Not Just a Friend by Laura Jardine
Series: Toronto Friend, #3
Maya has had really bad luck with men. Between her ex doing horrible things, and going on blind dates with men that turn out badly, Maya is tired of the dating scene. She is lucky to have a friend with benefits in Liam. Knowing each other in school, now as adults, Maya knows she will have a good time with him if need be, and she can leave in the morning with no strings attached. Problem is, Liam has feelings for Maya – he just needs to convince her he is the one for her.
This was an okay novella – Liam is suppose to be a nerdy math teacher, although the nerdiness didn’t necessarily come through. He is super nice and cute though. Maya was a little stand-offish and I got a little tired of reading about her going on awful dates. I wanted her to have a little more sense of humor or something. She came across a little flat. I also wanted her to fall in love harder. I needed more emotion from her at the end of the story.
Hunted by Marissa Garner
Series: FBI Heat
I feel guilty when I say or think that an author’s voice doesn’t work for me. I’m not sure why, because when I love a book, I shout the opposite. But in this case, this author’s voice does not work. The characters interactions didn’t seem realistic – they felt too well orchestrated. I didn’t care for the premise – with the kidnapped wives, and the heroine about to lose her job and fighting off her stalker ex. And the hero is a FBI agent with his whole thing going on. I couldn’t get into it. I didn’t like how the characters were written.
Morrison by Chelsea Camaron & M.J. Fields
Series: Caldwell Brothers, #2
The second book in Camaron’s and Field’s Caldwell Brother’s series is a romantic contemporary/suspense that revolves around three brothers who are struggling to create a better life for themselves. I didn’t mind book one and was hoping book two would settle and expand beyond the stereotypical direction that book one took. Unfortunately, it wasn’t meant to be. This book annoyed me to death. An intriguingly though common enough plotline sets the stage; introducing us to the heroine and hero and announcing in flashing red lights that we are headed for melodrama island. While I very much enjoyed the heroine (she is a strong woman who is focused on her goals and determined to save herself from a life of servitude), I found the hero to be nothing more than an overblown caricature of the quintessential young adult male whose alpha posturing and sexual appeal is magnified by 100% in his own mind. Repetitive dialogue, manufactured drama, and a hero that has to constantly brand drop and wax poetic about how his sexual skills leave the ladies enthralled left a bad taste in my mouth.
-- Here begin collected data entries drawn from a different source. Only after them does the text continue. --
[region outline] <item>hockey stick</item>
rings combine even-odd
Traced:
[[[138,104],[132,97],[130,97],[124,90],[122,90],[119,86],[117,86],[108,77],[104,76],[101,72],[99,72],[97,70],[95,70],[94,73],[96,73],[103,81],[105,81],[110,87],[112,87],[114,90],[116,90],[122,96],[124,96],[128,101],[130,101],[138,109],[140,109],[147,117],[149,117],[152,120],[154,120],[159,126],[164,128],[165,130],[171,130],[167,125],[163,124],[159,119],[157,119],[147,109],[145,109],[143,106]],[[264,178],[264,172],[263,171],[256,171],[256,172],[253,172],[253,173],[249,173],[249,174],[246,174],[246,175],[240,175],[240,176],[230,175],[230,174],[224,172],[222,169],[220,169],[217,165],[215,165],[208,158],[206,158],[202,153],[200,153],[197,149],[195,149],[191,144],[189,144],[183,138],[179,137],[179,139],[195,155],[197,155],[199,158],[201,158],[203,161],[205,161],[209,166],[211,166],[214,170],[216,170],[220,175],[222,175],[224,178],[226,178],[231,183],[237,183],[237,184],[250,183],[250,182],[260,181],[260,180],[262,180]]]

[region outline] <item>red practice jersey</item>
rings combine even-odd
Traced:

The Harder You Fall by Gena Showalter
Series: The Original Heartbreakers, #3
Showalter hits a home run in the third installment of her Original Heartbreakers series. Fans of this series have been waiting for the elusive Lincoln West and his story since book one. Well written with a cast of dynamic characters whose emotions and vulnerabilities will keep you glued to the pages. Unadulterated humor, full assault romance, and some heart-wrenching moments pave the way for this last Heartbreaker’s story. Redemption, forgiveness, and second chances pave the way as a man finds himself standing at the crossroads with the chance of happiness down one path and continued self-torture down the other. While I enjoyed getting to know the real West and what his reasons behind his two-month rule were, it’s the heroine and her journey to self-awareness and love that made this an engaging fun read for me. Reformed party girl Jessie Kay owns this book with her never ending snark, love of life, non-apologetic lifestyle, and unwillingness to settle for today when she has a chance at a future of tomorrow’s.
Anything For You by Kristen Higgins
Series: Blue Heron, #5
Kristan Higgin’s Blue Heron series is a well-defined romance contemporary series that blends small town humor and eccentricities with sorrow and conflict as it builds difficult romances between two complicated people. It’s not always neat and tidy but normally entertaining. When I learned this was Conner’s story I was very excited. I have always loved him and his twin, Colleen. Higgin’s has hinted as to his HEA for the last 4 books and I was ready to see who it was though I had a strong suspicion. And I was right. Conner has loved Jessica forever but when he proposes, she turns him down flat. From there we go in the past to see what led up to her saying no and then into the present to see if this couple will make it. I wish I could say I loved it but I didn’t. Darker and more emotionally tangled, this couple had so many negatives against them that even when I was given their HEA I didn’t buy it. I also found myself hard pressed to engage with the heroine. Higgin’s does a fantastic job of developing her beyond her previous support status; giving us her backstory so we understand her attitude and the reasons for her actions. But rather then gain my sympathy, I grew more annoyed with her as the story revealed. Her unwillingness to move beyond her past gave me little hope to her and Conner’s future. There was a sense of self-righteous martyrism to her that was difficult to swallow. Conner, on the other hand, is an absolute doll and exhibited all the patience in the world towards this woman. Far more than I would have. I questioned during the last half of the book why he wanted to be with her when he was willing to give his all and she wasn’t. Rumor has it this is the last book in the series. While I’m sad to see it end, perhaps it is for the best.